In the presented study, the HERLAP group — led by Filippo Montemurro, of the Piedmont Oncology Foundation in Italy — performed gene expression analysis of 105 genes on formalin-fixed paraffin-embedded primary tumor samples from the trial, and also evaluated the samples for PAM50 intrinsic subtypes (Luminal A, Luminal B, HER2-enriched and Basal-like) and HER2 status.
According to the team, the gene expression analysis revealed that high expression of the 17q12-21 amplicon genes HER2 and GRB7, and membership in the the PAM50 HER2-enriched intrinsic subgroup were both significantly associated with longer success rates on targeted therapy alone before a switch to chemotherapy.
Conversely, high expression of luminal-related genes such as PGR, MDM2 and PIK3CA, or the PAM50 luminal intrinsic profile, were found associated with worse outcomes on targeted therapy, the group reported.
According to the researchers, the results suggest that tumors belonging to the PAM50 "HER2-enriched" subtype and/or those with high H2T/p95 protein expression ratio are "exquisitely sensitive" to anti HER2-agents.
"[Patients] with these tumors may be candidates for studies aimed at establishing chemotherapy-free approaches," the authors wrote.
The groups results were also published online in Molecular Oncology in September.
Neoadjuvant trial of bevacizumab (B) and trastuzumab (T) in combination with weekly paclitaxel (P) as neoadjuvant treatment in HER2-positive breast cancer: A phase II trial (AVANTHER). Analysis of biomarkers
Researchers from a group of Spanish institutions shared biomarker analysis results from the Phase II AVANTHER trial, showing that expression of IGFR could be correlated with trastuzumab resistance.

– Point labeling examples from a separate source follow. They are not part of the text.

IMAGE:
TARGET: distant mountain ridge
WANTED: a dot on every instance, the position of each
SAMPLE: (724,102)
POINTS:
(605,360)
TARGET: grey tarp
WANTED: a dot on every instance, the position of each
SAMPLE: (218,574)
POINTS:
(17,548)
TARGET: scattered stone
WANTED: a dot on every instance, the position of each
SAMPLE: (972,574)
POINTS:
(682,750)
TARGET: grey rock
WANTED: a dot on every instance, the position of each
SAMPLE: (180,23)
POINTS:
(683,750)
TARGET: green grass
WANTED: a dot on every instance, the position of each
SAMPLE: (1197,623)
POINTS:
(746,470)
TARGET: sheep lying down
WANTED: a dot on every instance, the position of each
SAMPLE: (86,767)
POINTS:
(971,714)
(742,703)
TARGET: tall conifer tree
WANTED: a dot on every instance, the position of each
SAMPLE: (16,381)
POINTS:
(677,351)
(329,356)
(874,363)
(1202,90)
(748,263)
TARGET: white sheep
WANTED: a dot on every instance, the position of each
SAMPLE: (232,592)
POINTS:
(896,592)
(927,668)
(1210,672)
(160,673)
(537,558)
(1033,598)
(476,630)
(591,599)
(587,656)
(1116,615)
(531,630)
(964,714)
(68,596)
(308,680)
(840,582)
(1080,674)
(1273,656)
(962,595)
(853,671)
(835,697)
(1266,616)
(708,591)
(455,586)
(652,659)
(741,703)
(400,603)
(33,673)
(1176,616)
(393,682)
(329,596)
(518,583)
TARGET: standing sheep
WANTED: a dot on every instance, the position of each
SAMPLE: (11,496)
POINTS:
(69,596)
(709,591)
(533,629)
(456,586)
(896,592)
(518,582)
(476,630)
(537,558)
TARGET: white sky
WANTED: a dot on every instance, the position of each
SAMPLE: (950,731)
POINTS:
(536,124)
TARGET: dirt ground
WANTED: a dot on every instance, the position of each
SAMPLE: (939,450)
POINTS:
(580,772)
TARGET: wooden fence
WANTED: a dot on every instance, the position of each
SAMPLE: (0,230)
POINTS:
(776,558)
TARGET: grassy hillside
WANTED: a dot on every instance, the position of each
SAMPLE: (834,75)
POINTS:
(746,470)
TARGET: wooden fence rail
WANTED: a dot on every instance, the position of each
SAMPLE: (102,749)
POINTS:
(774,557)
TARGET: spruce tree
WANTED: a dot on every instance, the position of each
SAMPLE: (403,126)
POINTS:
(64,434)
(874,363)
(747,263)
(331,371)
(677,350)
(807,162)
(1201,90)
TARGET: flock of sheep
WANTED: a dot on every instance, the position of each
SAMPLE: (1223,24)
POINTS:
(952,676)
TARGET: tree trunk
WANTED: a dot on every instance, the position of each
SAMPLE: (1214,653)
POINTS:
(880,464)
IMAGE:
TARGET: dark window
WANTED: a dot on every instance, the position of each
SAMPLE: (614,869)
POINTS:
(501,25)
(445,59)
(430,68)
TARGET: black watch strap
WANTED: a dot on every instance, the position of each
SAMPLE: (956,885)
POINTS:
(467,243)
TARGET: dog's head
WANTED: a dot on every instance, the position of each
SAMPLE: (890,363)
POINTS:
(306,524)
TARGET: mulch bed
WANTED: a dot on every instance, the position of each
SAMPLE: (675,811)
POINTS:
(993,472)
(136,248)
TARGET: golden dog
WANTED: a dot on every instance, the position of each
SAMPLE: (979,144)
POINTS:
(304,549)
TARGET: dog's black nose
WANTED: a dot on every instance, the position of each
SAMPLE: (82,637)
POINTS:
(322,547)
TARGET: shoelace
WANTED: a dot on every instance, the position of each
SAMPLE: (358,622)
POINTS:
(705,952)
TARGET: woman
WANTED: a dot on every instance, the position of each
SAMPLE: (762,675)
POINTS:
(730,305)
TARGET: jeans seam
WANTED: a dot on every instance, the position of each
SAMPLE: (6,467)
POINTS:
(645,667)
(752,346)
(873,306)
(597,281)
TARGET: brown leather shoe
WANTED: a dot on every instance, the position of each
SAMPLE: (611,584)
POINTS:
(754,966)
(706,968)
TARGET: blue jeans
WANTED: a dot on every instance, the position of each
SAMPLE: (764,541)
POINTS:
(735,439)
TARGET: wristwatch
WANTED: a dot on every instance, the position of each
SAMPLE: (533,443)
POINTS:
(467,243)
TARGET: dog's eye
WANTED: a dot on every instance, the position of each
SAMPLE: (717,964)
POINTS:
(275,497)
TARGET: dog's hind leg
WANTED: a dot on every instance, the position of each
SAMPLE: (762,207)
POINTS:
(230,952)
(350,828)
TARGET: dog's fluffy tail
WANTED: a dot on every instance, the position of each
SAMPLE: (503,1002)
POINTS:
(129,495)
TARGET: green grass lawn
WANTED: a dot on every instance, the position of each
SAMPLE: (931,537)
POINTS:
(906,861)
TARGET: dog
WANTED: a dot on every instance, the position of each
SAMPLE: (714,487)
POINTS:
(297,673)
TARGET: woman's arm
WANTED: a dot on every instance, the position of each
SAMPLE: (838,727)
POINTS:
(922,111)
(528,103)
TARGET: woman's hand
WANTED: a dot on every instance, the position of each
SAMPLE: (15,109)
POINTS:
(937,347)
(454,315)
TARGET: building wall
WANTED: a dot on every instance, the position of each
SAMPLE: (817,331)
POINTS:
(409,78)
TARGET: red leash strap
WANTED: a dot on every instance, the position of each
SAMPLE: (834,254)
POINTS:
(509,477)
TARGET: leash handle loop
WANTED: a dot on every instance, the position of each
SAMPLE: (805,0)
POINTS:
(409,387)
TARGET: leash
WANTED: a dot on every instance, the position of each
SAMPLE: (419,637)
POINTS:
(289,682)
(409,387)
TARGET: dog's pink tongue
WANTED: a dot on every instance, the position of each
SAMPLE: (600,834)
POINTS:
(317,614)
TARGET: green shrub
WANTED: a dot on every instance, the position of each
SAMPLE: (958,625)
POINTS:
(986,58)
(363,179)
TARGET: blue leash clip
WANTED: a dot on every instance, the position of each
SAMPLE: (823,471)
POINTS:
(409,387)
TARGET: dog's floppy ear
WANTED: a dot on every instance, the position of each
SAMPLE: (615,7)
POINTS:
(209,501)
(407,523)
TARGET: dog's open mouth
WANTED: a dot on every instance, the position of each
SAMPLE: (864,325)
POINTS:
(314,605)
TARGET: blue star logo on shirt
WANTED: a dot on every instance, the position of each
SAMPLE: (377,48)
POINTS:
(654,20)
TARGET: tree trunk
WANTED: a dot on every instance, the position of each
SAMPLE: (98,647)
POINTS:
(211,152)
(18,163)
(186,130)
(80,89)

AVANTHER is a trial evaluating Avastin (bevacuzimab) in combination with trastuzumab and paclitaxel chemotherapy as a neoadjuvant treatment in HER2-positive breast cancer.

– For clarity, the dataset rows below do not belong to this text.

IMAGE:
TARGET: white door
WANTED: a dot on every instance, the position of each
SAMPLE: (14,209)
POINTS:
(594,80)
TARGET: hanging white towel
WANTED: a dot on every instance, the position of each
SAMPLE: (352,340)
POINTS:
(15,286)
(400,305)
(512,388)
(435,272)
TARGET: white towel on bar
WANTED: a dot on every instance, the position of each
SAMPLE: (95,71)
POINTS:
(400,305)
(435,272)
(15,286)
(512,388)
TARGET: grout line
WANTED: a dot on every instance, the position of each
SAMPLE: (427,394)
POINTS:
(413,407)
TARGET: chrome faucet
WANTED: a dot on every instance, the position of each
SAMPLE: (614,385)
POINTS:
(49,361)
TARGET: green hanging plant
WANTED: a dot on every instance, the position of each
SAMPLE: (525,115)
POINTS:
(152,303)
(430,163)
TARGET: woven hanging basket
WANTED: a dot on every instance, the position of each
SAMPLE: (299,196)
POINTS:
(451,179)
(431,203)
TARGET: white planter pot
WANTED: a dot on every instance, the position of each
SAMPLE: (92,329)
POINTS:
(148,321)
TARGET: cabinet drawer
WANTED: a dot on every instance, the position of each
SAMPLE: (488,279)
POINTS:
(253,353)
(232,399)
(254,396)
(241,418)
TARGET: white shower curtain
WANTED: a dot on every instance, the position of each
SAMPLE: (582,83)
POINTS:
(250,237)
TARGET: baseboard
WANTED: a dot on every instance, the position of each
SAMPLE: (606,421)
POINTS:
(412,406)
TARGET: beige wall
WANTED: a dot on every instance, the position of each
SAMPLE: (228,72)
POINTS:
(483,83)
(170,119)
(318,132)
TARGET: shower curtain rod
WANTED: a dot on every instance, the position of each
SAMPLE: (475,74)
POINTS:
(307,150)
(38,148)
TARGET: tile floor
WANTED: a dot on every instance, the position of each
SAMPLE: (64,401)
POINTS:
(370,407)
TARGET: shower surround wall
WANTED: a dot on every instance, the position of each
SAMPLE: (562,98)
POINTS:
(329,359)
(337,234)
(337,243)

In a poster, the team shared results of gene expression analysis in 44 patients of PI3KCA, TOPO 2α, VEGF, and activation of insulin growth factor 1-receptor (IGF1R), and analysis of how these markers were correlated with pathological complete response in the study subjects.

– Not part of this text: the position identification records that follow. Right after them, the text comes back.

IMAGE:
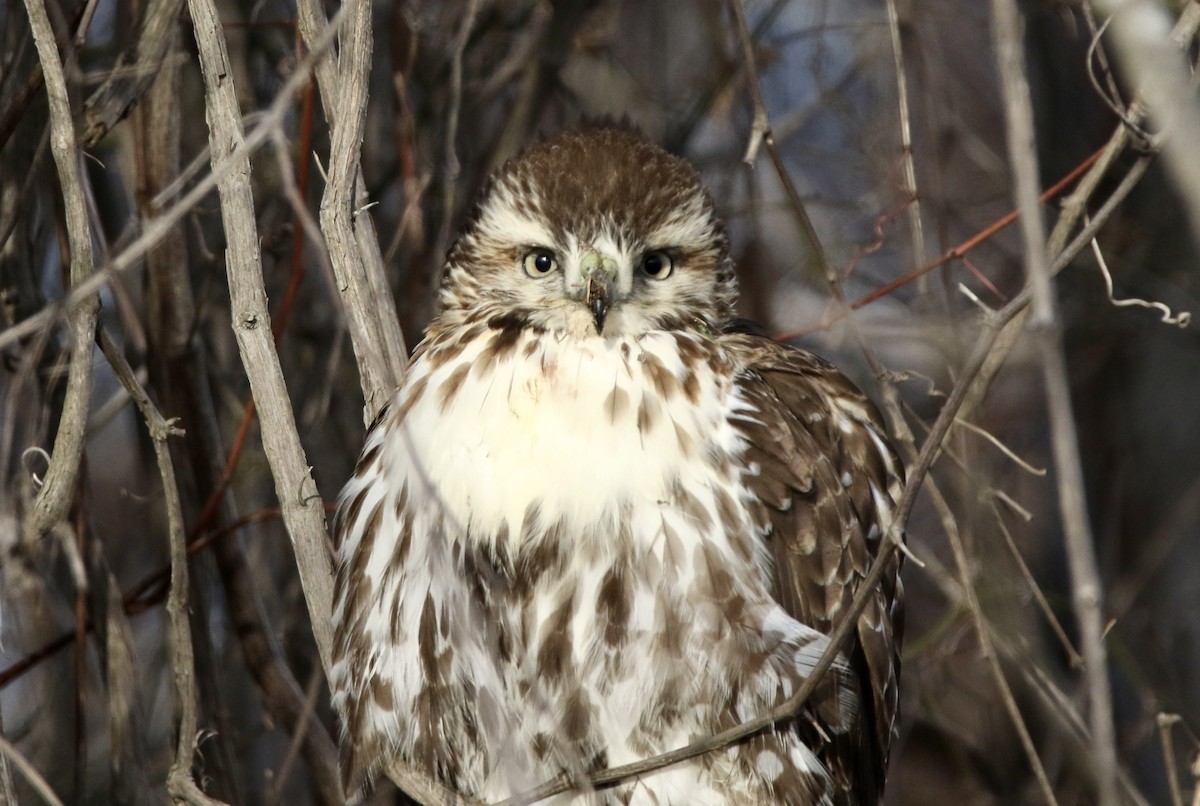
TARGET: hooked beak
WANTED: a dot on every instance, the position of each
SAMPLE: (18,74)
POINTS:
(599,294)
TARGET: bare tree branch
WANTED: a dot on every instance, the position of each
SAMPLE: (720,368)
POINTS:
(58,486)
(27,770)
(299,500)
(345,216)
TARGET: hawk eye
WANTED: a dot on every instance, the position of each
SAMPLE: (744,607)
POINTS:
(657,265)
(539,263)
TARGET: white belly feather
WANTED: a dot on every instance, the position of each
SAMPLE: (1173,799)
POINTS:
(587,439)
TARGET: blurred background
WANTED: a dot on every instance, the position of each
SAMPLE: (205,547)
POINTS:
(85,675)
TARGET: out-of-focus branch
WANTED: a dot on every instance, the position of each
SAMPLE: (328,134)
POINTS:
(299,500)
(1087,593)
(155,230)
(917,233)
(1153,54)
(349,232)
(58,487)
(31,775)
(761,134)
(180,783)
(450,164)
(112,101)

According to the group, PTEN expression was normal in all patients who had pathological complete response, while only one patient in the group with no pCR had a PTEN deletion.
PI3KCA was mutated in three patients in the pCR group, and four patients in the no-pCR group, while Topo 2α was amplified in eight patients in both groups. IGFR 1 expression was negative in 44.4 percent of the pCR group and 15.4 percent of the no-pCR group, and VEGF was positive in seven pCR group patients and 10 no-pCR patients.
Based on the results, IGFR 1 appears to be a potential marker of trastuzumab resistance, and should be evaluated in future studies, the authors wrote.